The room was quiet except for the faint ticking of the old wall clock. I rolled onto my side, facing the window. Outside, it looked peaceful—deceptively so. Birds flitted between branches, and the world hadn't fallen apart. But inside, I was unraveling thread by thread.

Should I tell Jungkook what my mom told me last night? The story about his mother has haunted me since she told me. It changed something in me. Maybe it made me understand Jungkook a little more... or made everything more complicated.

I sat up, rubbing my face with both hands. My head was heavy, my chest even heavier.

I hadn't told him the whole reason I went to see Yeri. He thought it was just about closure or something emotional. But the truth was more calculating. I wanted information. I needed to know if Yeri knew anything about the traitor in our circle. And even if she didn't, I had to see her with my eyes. I had to ensure she was still human despite all the chaos she caused.

But none of that would make sense to Jungkook. Jungkook saw betrayal. He saw recklessness. He saw me putting all of us at risk. And maybe I did.

I glanced at my phone on the nightstand, half expecting it to buzz with a message or a call from him. Nothing. Not a single word since I hung up.

I pulled my knees to my chest, resting my chin on top. The silence between us was worse than the shouting. At least when we argued, I knew he was still trying. But this quiet felt dangerous.

"Is it even worth it?" I whispered into the empty room.

All these years together, everything we'd fought through, survived, built—how could something like this drive a wedge between us?

But then again, it wasn't just this one thing. It was everything that came before. We were building on a foundation filled with cracks.

I stood up slowly, walking to the window. My mom was outside with the kids. Just watching her brought a bit of calm to my storm. She had been through hell, and somehow, she stood tall.

Could I do the same?

I didn't know what I was going to say to Jungkook. I didn't know if I even had the right words anymore. But one thing was sure—I couldn't keep lying.
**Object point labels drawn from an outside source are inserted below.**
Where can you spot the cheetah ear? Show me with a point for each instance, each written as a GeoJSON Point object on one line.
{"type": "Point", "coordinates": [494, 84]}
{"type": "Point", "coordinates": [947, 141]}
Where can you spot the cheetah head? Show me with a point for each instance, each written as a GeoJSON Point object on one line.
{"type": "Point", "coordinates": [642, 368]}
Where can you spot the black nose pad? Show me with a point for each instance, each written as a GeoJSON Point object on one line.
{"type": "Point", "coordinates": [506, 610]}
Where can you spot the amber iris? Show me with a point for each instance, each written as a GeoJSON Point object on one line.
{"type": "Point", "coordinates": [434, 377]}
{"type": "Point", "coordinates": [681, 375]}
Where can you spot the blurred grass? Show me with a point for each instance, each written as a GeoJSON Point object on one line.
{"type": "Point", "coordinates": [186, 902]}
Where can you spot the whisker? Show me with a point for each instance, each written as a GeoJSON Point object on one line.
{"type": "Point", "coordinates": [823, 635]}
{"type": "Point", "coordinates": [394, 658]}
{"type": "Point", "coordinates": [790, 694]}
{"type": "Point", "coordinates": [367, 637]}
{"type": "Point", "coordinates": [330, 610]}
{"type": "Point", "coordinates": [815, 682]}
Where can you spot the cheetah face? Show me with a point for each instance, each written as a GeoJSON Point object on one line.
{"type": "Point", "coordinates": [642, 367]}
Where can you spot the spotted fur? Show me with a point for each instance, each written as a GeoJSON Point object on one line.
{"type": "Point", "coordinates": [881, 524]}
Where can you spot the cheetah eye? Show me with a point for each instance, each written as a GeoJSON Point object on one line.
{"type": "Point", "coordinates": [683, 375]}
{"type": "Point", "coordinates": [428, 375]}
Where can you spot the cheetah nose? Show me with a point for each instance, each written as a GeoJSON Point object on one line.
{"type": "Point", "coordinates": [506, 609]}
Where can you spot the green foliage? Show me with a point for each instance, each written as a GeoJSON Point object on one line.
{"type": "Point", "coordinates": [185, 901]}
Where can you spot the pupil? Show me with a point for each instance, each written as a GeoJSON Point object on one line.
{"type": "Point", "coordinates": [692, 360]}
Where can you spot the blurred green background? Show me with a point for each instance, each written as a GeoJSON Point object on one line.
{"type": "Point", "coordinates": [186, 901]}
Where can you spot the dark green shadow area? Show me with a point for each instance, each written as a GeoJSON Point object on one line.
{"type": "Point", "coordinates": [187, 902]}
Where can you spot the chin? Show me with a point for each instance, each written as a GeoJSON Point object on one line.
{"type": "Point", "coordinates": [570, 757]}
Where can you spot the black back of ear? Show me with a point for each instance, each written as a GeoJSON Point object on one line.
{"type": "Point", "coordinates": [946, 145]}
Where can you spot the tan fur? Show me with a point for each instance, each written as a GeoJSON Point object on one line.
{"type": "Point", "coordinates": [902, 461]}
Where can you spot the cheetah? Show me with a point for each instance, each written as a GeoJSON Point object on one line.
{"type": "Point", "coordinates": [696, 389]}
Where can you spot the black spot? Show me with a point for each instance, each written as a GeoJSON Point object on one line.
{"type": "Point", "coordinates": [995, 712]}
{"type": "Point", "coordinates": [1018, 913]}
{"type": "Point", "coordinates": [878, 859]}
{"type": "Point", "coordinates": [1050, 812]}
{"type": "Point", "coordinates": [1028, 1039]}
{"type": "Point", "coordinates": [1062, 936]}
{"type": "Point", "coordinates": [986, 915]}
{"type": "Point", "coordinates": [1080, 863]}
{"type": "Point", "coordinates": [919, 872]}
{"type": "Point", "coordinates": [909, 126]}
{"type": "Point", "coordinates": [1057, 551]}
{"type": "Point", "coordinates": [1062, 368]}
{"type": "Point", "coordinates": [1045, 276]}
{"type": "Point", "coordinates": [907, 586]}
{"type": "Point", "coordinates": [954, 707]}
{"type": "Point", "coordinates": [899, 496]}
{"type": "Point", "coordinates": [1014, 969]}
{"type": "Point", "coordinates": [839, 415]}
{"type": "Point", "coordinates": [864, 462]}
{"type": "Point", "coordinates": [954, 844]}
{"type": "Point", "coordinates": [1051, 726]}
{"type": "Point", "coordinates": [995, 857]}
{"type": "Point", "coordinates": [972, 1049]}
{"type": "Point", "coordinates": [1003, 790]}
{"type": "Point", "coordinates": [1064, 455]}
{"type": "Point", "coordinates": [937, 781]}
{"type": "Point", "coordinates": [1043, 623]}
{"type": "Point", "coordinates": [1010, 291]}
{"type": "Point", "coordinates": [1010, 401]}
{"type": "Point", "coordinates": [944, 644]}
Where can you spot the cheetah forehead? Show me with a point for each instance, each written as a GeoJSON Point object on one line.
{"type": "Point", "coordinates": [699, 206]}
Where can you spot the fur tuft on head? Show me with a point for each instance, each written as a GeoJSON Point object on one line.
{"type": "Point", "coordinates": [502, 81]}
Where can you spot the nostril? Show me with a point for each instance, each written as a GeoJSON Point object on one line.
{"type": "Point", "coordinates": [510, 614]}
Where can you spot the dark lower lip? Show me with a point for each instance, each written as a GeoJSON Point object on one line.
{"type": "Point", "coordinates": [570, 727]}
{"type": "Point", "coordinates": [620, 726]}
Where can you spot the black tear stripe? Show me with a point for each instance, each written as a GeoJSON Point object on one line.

I knew I had to tell him what my mom had told me about his mother and what really happened that night. It wouldn't fix anything, and it would probably only cause him more pain. But he deserved to know the truth.

And maybe, just maybe, we could still find a way back from this.

I sighed and reached for my phone, holding it in my hand for a long moment before opening our messages. My fingers hovered over the screen, unsure if I should type or call. My heart ached for Jungkook's voice, even if it came laced with anger.